Volvo self-driving prototypes are back on the road and this time the Swedish carmaker will be testing them on its home turf. As informed by Veoneer with whom Volvo has partnered to develop self-driving vehicles, the joint venture (JV) has been permitted by the Swedish government to conduct the tests on country highways. Veoneer also informed that it will be testing the Zenuity software for Level 4 autonomous driving (the second highest level) in the Volvo cars and have appointed trained drivers for this purpose.
The drivers will test the software with their hands off the steering wheel and will not exceed the speed limit of 90 kmph. The JV is trying hard to keep up with rivals such as Waymo who won the first approval last year to conduct tests of autonomous vehicles without drivers on the public roads of California. However, getting permission has been a challenge for Volvo after the fatal accident that involved a self-driving Volvo XC90 SUV which was being tested by Uber using its own software. After the incident, Volvo was only allowed to test the self-driving vehicles with a trained driver with one hand required being on the steering wheel. It wasn't even allowed to speed over 60 kmph.

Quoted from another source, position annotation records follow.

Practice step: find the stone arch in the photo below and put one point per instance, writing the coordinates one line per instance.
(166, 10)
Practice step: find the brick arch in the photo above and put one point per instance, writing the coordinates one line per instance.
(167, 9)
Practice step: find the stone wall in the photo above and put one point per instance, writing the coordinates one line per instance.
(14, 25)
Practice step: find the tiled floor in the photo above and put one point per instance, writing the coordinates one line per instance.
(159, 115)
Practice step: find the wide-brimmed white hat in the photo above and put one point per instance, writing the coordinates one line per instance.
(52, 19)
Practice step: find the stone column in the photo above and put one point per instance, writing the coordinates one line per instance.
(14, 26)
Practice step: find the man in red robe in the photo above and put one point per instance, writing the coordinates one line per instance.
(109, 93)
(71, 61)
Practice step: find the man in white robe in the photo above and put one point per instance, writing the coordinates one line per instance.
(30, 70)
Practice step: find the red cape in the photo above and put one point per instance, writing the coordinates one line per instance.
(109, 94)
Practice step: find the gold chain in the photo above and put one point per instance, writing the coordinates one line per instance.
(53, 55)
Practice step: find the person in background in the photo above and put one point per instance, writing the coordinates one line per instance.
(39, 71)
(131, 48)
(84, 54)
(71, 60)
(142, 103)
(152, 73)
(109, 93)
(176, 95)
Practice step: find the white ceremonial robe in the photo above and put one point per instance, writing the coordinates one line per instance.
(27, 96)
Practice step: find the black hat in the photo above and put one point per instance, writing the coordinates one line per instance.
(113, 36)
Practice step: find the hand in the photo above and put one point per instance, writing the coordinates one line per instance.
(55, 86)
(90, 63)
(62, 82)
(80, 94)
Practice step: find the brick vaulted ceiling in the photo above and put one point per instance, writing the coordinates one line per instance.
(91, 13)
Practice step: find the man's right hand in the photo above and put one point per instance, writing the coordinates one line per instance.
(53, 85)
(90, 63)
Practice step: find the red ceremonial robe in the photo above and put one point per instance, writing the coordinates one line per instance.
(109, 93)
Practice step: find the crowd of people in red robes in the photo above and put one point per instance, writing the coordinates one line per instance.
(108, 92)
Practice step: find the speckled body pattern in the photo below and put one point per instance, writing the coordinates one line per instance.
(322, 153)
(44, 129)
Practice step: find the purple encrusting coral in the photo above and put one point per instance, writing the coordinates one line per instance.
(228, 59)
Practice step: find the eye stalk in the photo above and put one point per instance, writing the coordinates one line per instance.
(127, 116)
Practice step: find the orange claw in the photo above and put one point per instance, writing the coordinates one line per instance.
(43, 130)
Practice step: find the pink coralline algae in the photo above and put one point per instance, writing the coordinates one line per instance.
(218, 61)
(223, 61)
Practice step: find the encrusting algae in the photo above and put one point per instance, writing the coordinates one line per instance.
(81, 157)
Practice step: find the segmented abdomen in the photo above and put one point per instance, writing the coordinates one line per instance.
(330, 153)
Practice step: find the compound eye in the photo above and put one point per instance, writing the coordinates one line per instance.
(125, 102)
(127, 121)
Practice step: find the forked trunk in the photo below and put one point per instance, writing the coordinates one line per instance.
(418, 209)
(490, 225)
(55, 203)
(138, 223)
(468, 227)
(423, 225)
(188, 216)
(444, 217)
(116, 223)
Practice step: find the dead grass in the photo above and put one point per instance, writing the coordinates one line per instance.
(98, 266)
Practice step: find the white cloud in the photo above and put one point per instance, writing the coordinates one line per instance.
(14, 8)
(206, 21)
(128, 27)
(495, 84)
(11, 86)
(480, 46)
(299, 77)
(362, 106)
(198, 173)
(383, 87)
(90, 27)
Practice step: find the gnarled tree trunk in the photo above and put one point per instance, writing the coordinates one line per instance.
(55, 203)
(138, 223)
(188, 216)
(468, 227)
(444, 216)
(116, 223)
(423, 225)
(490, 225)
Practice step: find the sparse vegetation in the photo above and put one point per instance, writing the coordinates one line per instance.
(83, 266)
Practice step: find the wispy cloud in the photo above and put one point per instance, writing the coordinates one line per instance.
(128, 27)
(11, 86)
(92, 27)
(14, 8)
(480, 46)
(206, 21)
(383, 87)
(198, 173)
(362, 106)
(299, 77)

Nishant Batra, Chief Technology Officer, Veoneer said, "The approval to do real-life tests was essential for gathering important data and test functions. It is a strong proof-point for the progress of Zenuity's self-driving capabilities." Moreover, Thomas Jonsson, a Veoneer spokesman said that it was too early to say when Zenuity could potentially test without a safety driver.
The Zenuity software was developed by Volvo and Veoneer in 2017 and is expected to have its first driver assistance products available for sale this year with autonomous driving technologies joining in shortly.